Edith Bideau
American soprano singer
From Wikipedia, the free encyclopedia
Edith Mae Bideau (November 6, 1888 – 1958), later Edith Bideau Normelli, was an American soprano and music educator from Kansas.
Edith Bideau | |
|---|---|
Edith Bideau, from a 1920 publication. | |
| Born | November 6, 1888 Chanute, Kansas, US |
| Died | 1958 (aged 69–70) |
| Other names | Edith Normelli |
| Occupations | singer, music educator |
| Years active | 1912-1958 |
Early life
Edith Mae Bideau was from Chanute, Kansas, the daughter of Georges K. Bideau and Jennie Hale Bideau. Her father was a councilman in Chanute.[1] She earned bachelor's degrees from Baker University in Baldwin City, Kansas in 1911, where she wrote the school song, "Hail!
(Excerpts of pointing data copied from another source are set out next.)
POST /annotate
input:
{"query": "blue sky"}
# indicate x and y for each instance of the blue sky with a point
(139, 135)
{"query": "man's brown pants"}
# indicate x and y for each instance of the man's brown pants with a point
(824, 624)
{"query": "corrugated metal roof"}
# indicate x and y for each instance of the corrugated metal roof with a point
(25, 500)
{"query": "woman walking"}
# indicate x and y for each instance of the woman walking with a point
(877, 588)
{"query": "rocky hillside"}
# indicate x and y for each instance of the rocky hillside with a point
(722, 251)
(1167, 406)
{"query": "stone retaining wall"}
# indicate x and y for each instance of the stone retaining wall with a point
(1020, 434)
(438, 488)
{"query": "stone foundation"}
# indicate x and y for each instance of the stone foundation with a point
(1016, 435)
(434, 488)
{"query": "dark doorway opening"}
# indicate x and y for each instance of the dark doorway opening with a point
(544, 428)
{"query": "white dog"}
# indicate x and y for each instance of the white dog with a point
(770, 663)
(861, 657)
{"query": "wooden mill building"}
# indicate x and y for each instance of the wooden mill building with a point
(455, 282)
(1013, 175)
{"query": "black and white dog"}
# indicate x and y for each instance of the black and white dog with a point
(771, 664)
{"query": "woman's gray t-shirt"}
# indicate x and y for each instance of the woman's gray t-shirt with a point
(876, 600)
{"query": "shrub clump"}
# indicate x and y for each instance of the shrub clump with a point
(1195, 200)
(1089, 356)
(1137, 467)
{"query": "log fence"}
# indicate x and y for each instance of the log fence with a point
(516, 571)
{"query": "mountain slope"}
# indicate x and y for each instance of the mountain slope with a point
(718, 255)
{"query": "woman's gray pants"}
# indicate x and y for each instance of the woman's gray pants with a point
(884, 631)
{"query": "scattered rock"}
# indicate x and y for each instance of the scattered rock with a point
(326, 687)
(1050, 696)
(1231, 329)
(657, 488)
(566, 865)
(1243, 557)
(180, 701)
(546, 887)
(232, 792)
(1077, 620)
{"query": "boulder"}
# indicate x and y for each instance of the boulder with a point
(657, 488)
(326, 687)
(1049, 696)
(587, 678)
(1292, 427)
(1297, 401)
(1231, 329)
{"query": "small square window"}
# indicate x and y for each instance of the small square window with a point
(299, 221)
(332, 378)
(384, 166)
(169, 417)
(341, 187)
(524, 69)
Old Baker";[2] and from Kansas State University in 1912.[3] She pursued further music studies in Italy, and with Richard Hageman in New York.[4][5][6]
Career
Bideau taught voice and was director of the vocal department at the State Normal School in Pittsburg, Kansas from 1916 to 1919.[7][8][9] At the beginning of World War I, she was in Italy, and there were concerns for her safety.[10][11] When she returned to the United States, she gave concerts for troops stationed in Kansas.[12] She was director of music and instructor in church music at Seabury-Western Theological Seminary in Evanston, Illinois in 1935.[13] She taught voice at Iola, Kansas in 1947.[14]
Bideau was a concert and oratorio soloist in Chicago and Pittsburgh.[15] She made her New York debut in 1920, at Aeolian Hall. "Her voice is a soprano of very pure quality, a voice that is at its best in lyric matters," noted one reviewer.[16] Another witness, however, reported that "she was altogether too nervous to inspire critical confidence."[17][18] She toured the midwest as a performer in 1921.[19] On Christmas Day in 1921, she sang solos at six different events in New York City.[20] She wrote "Tone Coloring in Singing" an essay published in Étude magazine in 1955.[21]
Personal life
Edith Bideau married Swedish diplomat Carl Gustav Normelli in 1920.[22] She was widowed when Normelli died in 1957, and she died in 1958, aged 69. Kansas legislator Edwin Bideau was her great-nephew, her brother Edwin Hale Bideau's grandson.[23]